Sunday, December 5

The misfortune that Jeremías knew before he was born | Future Planet


Note to readers: EL PAÍS offers the Future Planet section for its daily and global information contribution on the 2030 Agenda. If you want to support our journalism, subscribe here.

Decision-making power has not existed for a long time in the migrant settlements on the Colombian border. Nobody chooses what to eat, when to shower or where to work. Here only serve the “what comes” and “when there is.” That is why, when Eviainix Paz, a 14-year-old Venezuelan, found out that she was pregnant, she thought: “If God gave it to me, I have to have it.” The lack of electricity and water in the 7×12 meter shack that he shares with six other relatives in La Gabarra (Colombia) did not prevent him from moving forward. However, these days he is considering crossing back to his country. There are barely two months until she gives birth and she has not had a single ultrasound, given her irregular condition. “There at least I can check that everything is going well with him,” says this girl with a sad face and tanned skin. Although she is still not sure of the child’s sex, she has the hunch that it will be a boy. “Jeremiah of Jesus,” he whispers.

Mayron Vergel, a doctor at Doctors Without Borders, attends to a pregnant woman in La Gabarra, on the Colombian border with Venezuela, at the end of August.

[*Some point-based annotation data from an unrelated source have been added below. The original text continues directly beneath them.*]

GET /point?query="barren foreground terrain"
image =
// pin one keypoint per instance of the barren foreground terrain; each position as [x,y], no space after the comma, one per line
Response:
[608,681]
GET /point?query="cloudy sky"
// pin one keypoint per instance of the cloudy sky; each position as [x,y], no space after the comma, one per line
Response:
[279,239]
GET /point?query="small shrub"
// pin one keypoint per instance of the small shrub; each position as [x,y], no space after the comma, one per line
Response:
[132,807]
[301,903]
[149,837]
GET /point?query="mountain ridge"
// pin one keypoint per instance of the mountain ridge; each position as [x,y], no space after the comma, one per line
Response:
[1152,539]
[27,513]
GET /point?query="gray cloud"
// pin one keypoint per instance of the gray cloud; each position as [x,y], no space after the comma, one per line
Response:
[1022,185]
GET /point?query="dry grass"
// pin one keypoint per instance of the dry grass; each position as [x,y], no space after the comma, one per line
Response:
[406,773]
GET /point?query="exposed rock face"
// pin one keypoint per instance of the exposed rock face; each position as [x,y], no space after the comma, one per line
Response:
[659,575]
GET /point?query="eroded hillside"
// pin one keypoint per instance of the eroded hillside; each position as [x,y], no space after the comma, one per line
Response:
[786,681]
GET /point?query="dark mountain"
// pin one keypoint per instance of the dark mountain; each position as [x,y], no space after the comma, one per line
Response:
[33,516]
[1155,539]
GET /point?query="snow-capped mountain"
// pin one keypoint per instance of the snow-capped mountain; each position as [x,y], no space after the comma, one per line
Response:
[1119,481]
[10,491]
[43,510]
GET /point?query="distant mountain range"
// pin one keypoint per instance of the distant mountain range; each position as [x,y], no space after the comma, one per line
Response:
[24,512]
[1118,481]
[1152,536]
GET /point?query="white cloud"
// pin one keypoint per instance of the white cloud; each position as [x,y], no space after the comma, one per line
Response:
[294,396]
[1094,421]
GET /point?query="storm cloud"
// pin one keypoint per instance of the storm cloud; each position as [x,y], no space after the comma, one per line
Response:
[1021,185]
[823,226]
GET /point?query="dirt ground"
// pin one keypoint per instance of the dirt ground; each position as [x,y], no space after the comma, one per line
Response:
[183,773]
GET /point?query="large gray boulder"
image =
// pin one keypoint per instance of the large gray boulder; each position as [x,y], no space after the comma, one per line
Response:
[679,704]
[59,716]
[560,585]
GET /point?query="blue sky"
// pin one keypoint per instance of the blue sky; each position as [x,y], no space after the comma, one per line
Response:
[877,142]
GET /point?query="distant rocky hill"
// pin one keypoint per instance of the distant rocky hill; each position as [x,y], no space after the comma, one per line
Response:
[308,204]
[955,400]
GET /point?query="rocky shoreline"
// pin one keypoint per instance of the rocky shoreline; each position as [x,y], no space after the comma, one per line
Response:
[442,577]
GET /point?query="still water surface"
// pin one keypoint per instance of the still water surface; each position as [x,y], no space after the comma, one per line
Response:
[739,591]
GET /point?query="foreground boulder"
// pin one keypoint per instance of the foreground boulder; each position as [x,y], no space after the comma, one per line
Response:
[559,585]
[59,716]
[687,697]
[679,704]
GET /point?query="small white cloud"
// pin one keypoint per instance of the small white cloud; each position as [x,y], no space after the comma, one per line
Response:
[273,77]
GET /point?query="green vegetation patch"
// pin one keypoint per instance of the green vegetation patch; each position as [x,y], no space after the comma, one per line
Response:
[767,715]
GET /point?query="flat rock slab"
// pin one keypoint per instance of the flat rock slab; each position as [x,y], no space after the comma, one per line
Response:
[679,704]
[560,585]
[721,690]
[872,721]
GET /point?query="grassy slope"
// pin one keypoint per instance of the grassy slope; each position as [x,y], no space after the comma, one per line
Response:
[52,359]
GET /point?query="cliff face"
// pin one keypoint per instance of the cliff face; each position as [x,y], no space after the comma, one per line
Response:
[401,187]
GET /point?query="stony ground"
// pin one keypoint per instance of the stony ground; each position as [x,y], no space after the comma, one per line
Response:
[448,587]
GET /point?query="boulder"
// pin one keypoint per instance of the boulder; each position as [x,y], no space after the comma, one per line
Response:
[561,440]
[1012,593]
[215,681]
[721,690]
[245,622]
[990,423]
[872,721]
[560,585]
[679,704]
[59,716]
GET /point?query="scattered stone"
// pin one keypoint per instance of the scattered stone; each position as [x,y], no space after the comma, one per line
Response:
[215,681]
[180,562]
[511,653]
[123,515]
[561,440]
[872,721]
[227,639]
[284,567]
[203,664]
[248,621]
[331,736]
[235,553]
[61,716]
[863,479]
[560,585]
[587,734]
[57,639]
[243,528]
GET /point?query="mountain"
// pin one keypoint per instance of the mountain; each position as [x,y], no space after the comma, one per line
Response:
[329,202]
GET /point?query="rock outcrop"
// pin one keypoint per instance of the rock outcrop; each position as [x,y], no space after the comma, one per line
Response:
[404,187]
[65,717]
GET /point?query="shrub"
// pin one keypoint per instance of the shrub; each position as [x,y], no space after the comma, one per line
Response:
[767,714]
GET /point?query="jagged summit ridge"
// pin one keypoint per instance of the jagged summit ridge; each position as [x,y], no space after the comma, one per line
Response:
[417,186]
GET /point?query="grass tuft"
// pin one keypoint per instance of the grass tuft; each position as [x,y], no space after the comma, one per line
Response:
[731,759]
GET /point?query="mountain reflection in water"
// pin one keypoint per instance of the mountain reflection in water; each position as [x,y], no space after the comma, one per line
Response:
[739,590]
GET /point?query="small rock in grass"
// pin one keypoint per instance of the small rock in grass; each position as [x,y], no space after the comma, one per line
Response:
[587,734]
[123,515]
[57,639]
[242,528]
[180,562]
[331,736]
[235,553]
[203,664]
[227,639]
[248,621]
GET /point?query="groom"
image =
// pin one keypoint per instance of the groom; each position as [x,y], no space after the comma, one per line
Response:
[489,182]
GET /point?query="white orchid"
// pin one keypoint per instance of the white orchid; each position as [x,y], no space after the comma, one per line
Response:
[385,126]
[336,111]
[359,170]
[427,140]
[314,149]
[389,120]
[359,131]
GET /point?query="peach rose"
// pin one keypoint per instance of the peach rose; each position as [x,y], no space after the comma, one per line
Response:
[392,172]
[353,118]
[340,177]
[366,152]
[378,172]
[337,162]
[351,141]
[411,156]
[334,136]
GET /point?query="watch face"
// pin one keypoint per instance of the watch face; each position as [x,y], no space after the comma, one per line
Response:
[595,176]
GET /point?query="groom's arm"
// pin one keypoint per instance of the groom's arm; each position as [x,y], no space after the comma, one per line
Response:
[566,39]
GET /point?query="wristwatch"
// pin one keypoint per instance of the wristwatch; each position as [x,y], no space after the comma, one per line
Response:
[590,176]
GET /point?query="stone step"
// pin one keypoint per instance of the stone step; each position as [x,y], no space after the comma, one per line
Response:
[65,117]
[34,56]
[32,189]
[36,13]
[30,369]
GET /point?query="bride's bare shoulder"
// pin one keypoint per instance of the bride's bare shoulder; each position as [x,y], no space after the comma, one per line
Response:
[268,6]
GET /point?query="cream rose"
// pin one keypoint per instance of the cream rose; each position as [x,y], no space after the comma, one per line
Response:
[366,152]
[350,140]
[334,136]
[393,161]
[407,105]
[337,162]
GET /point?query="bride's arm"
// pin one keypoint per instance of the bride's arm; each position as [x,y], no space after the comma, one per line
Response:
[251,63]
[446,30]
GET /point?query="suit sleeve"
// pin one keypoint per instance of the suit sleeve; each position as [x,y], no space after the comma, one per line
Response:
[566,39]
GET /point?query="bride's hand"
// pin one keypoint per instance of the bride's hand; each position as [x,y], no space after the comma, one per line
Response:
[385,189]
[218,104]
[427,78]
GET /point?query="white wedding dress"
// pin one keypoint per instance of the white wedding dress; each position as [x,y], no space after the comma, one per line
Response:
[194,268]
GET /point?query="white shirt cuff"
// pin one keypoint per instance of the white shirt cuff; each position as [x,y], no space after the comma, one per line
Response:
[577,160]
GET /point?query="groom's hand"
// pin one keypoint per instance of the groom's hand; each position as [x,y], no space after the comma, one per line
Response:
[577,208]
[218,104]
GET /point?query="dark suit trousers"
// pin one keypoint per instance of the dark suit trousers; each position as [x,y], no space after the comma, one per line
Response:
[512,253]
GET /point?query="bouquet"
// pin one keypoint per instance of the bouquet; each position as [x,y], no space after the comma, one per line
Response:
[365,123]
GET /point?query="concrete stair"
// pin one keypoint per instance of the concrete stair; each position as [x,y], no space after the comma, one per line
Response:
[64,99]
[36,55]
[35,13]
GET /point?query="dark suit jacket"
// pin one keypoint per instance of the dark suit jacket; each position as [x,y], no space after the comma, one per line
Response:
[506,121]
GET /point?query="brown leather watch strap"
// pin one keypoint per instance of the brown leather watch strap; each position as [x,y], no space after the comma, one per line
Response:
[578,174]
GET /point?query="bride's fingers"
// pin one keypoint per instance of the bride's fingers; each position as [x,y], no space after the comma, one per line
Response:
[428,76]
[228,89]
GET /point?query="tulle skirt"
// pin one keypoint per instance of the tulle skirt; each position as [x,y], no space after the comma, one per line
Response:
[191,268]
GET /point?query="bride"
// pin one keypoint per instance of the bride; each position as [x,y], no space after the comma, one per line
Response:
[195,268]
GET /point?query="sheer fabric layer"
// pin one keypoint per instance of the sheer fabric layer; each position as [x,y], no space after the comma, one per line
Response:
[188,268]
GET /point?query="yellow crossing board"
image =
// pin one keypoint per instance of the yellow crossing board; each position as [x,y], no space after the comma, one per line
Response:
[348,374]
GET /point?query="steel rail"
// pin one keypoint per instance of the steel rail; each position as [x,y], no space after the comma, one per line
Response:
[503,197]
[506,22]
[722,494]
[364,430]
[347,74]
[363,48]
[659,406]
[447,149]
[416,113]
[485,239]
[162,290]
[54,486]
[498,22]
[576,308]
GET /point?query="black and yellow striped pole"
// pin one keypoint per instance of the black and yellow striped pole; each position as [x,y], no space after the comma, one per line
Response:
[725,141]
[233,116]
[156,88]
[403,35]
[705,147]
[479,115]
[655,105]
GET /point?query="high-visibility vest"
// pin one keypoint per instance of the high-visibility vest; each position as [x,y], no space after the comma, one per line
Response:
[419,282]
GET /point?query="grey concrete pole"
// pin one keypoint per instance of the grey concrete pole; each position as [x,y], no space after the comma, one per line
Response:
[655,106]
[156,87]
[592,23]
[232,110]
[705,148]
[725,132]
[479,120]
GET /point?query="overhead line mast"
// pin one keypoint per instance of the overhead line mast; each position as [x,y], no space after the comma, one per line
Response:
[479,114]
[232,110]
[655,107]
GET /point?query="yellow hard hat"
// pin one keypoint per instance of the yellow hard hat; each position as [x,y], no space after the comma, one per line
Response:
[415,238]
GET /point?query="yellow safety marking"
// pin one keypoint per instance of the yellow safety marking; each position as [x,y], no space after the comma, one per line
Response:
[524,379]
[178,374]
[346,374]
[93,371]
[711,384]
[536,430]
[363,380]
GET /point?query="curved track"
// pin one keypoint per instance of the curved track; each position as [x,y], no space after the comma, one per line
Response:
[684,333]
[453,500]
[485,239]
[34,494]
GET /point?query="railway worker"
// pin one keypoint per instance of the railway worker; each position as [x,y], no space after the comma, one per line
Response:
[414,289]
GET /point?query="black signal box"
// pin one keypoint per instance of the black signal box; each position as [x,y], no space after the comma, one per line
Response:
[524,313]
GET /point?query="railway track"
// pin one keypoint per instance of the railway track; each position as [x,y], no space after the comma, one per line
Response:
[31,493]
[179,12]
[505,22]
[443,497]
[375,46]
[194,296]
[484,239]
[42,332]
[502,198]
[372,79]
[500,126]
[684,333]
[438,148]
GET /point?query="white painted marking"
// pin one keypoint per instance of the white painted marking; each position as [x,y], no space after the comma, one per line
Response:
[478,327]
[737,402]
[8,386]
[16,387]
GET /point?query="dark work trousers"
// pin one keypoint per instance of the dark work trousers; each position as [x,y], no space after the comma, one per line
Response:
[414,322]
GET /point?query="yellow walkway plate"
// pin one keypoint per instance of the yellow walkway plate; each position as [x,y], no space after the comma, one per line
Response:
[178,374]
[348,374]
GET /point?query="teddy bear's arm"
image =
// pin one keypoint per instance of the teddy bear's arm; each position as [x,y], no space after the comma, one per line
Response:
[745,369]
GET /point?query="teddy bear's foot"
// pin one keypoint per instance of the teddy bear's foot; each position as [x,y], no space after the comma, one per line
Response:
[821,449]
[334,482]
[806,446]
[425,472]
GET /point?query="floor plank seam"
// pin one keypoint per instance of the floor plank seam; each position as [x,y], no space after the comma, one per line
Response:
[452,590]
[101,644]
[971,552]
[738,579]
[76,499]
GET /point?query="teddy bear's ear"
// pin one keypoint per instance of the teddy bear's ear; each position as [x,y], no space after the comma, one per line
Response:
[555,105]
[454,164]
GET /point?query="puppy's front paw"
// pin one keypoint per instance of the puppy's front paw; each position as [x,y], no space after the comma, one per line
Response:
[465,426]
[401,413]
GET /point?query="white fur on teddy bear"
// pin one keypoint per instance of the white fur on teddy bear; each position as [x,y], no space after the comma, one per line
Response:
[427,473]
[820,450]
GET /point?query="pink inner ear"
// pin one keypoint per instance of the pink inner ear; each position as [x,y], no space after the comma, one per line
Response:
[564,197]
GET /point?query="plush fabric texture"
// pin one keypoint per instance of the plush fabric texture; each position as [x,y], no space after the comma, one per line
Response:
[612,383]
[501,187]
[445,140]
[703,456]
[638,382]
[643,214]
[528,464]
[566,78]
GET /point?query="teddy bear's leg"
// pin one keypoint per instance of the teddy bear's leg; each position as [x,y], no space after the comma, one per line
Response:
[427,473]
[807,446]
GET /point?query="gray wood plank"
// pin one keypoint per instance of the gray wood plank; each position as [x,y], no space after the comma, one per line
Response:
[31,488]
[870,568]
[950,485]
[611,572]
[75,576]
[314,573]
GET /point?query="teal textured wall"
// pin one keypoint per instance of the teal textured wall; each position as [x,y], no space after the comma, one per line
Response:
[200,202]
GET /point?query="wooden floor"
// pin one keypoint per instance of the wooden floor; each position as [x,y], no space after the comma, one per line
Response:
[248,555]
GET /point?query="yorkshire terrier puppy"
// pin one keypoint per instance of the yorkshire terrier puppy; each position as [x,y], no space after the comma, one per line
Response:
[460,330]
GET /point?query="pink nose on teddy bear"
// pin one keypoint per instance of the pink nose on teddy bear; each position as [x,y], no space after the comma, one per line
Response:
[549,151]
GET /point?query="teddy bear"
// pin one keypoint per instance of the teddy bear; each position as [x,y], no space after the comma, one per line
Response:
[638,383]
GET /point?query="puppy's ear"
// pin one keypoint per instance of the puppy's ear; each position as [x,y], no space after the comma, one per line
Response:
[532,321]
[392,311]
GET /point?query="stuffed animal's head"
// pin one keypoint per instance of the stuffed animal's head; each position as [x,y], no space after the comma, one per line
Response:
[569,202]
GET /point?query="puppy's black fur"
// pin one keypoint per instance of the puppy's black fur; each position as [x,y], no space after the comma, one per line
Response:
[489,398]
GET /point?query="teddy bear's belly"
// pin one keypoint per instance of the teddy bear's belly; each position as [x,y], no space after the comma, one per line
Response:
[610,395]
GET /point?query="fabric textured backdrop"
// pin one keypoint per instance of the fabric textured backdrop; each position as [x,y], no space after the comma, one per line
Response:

Venezuelan pregnant women in Colombia: nine months of crossed fingers

The roles are well defined in the Paz family. They take care and they work. The men of this nucleus, like the great majority of the irregular migrant camp of Villa Camila, in the north-western town of La Gabarra, are dedicated to scraping the coca leaves. Barely 400,000 pesos a month enter this shack; “The good months.” Less than 100 euros. To get an ultrasound in Cúcuta, the capital of the department, would cost them about 350,000. According to estimates of Save the Children en Colombia, a fifth of pregnant women who cross the border are under 18 years of age.

More information

Colombian public health covers prenatal consultations for women living in the country: Colombian or not. However, the medications and tests prescribed or requested are the responsibility of the pregnant woman. For the thousands of women who have crossed the border due to the Venezuelan crisis, there is no choice but to trust that everything goes well. This is what Yuletzi Ramírez, 23, did, mother of a baby less than two years old who was born two months earlier than expected. Early care treatments for premature children are in the capital and are not an option for her or for Elián Ismael, who rests in diapers on the neighbor’s bed while his mother sweeps the room. “With him I have to be more careful, I don’t want him to breathe dust,” he says. The conditions in which these children are born, also marked by violence and guerrillas, have been described as “terrible” by various international organizations.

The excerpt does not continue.